During the first two years of the contract, Fox had achieved an average viewership of 600,000 viewers—a major increase over ESPN's broadcasts. Some events had attracted an audience of over 1 million. The association's chief content officer Ken Adelson cited favorable scheduling practices (including better time slots and additional encores, as well as using NASCAR broadcasts as a lead-in), and increased promotion of the event broadcasts as part of FS1 and FS2's programming, as having helped build their audience.

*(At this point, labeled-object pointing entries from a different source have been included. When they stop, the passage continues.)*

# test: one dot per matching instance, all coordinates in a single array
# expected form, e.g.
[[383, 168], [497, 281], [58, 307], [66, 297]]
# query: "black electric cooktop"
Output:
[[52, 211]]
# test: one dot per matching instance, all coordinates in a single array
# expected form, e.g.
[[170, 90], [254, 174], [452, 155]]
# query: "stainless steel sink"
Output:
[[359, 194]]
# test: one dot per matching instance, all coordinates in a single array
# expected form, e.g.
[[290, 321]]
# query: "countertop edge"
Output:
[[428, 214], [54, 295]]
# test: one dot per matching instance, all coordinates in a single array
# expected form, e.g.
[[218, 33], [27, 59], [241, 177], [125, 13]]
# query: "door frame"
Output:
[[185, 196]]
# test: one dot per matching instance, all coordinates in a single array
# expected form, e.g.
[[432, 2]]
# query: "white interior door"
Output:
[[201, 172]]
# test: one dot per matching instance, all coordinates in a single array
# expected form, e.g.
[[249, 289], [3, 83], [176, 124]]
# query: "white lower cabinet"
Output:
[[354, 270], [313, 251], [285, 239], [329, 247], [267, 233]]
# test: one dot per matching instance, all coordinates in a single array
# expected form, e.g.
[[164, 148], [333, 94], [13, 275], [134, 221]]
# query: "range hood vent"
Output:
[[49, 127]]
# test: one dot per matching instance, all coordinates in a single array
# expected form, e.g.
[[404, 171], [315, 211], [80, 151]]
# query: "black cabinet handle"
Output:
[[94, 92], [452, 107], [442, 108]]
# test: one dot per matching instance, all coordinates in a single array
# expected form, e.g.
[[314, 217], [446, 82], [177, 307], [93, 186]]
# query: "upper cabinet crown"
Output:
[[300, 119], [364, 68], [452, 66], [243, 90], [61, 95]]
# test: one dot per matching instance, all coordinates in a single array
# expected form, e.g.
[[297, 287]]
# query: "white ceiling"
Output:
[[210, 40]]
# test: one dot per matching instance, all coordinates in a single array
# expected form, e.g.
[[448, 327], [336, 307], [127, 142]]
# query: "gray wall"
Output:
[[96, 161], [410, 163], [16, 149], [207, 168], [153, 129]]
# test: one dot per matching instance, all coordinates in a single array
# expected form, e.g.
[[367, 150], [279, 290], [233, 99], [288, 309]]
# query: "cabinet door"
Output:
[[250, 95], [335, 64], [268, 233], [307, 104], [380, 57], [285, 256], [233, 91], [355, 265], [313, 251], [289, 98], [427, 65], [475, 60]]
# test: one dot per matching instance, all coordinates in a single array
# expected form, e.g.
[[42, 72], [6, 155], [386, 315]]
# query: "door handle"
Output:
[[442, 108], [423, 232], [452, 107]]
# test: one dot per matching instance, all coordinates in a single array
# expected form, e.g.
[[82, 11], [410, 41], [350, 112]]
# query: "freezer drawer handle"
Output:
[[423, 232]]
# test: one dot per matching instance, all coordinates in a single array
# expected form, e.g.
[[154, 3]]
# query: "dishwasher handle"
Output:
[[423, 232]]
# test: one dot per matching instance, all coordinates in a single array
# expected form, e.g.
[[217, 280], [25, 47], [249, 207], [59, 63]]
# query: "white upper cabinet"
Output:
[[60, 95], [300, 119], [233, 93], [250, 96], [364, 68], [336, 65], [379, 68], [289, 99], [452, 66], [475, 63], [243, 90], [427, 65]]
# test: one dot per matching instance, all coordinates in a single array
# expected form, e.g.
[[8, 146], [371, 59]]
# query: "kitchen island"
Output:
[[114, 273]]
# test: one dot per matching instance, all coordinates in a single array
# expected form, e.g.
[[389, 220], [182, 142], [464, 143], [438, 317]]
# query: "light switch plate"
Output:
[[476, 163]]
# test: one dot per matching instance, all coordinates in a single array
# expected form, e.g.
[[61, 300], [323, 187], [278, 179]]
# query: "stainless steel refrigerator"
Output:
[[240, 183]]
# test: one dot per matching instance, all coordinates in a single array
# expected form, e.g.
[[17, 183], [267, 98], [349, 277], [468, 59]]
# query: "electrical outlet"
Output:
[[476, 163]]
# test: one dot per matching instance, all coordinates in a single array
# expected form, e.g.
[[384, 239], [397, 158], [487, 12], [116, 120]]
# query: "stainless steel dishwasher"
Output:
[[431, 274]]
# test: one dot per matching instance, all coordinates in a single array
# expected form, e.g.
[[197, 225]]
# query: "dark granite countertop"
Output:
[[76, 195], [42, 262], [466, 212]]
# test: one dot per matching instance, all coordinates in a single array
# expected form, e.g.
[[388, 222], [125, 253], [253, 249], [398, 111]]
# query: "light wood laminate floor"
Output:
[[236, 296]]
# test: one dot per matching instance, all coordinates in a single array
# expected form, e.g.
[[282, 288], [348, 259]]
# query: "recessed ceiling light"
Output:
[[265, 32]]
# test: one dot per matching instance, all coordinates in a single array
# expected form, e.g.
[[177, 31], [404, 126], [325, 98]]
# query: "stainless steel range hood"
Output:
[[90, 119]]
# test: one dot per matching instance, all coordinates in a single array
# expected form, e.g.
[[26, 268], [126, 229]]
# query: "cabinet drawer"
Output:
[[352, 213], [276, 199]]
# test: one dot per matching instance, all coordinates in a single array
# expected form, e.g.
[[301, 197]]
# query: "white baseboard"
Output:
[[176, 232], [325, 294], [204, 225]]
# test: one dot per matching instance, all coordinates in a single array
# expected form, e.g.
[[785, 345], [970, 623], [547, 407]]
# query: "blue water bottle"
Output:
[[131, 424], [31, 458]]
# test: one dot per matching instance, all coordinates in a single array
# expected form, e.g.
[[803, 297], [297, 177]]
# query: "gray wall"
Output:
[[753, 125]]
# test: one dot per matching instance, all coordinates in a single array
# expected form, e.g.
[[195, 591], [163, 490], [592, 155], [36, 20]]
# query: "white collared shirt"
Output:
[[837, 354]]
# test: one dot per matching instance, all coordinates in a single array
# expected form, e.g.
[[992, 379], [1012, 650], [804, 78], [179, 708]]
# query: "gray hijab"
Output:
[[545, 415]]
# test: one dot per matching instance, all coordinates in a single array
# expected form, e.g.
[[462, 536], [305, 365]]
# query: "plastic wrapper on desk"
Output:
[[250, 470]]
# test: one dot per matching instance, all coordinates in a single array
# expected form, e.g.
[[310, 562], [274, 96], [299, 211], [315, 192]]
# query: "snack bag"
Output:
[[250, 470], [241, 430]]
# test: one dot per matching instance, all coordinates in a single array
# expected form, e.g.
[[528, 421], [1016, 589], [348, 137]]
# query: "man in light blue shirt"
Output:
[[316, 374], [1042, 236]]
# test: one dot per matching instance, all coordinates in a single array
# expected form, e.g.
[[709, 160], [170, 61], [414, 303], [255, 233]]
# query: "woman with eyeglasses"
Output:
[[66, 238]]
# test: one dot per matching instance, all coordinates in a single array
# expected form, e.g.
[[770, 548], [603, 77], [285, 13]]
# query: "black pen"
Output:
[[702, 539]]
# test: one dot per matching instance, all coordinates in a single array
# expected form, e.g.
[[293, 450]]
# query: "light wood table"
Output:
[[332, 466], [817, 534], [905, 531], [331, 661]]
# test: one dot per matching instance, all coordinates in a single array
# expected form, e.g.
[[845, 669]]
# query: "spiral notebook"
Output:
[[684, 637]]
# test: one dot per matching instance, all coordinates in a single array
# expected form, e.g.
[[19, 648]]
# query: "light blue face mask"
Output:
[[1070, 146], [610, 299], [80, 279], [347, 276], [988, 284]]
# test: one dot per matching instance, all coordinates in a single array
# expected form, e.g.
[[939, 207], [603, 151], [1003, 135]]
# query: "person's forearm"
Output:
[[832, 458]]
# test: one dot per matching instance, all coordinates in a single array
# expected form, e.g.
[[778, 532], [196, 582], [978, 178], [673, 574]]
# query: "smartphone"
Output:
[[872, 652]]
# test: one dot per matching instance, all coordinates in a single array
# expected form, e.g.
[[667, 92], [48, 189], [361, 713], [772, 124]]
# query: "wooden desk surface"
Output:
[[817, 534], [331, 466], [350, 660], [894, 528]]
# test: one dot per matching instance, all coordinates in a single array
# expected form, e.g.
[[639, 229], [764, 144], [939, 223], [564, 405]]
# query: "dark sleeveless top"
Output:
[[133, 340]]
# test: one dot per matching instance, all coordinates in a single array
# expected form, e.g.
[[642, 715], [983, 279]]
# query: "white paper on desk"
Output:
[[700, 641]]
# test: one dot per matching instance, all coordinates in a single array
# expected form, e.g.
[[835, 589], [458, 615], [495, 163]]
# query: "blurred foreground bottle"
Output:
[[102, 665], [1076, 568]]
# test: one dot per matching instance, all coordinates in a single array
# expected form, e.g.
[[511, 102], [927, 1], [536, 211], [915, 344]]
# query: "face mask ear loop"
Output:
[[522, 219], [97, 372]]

The NHRA renewed its contract with Fox in 2021, and while expanding network television coverage, the contract involves more tape-delayed races during the Fox half of the NASCAR season to not conflict with NASCAR Cup Series events, designed to air after the conclusion of such events from February until May), and a split broadcast race that airs at live at 2 PM ET or delayed at 4:30 PM depending on market during the NFL season on a Fox NFL single-game weekend.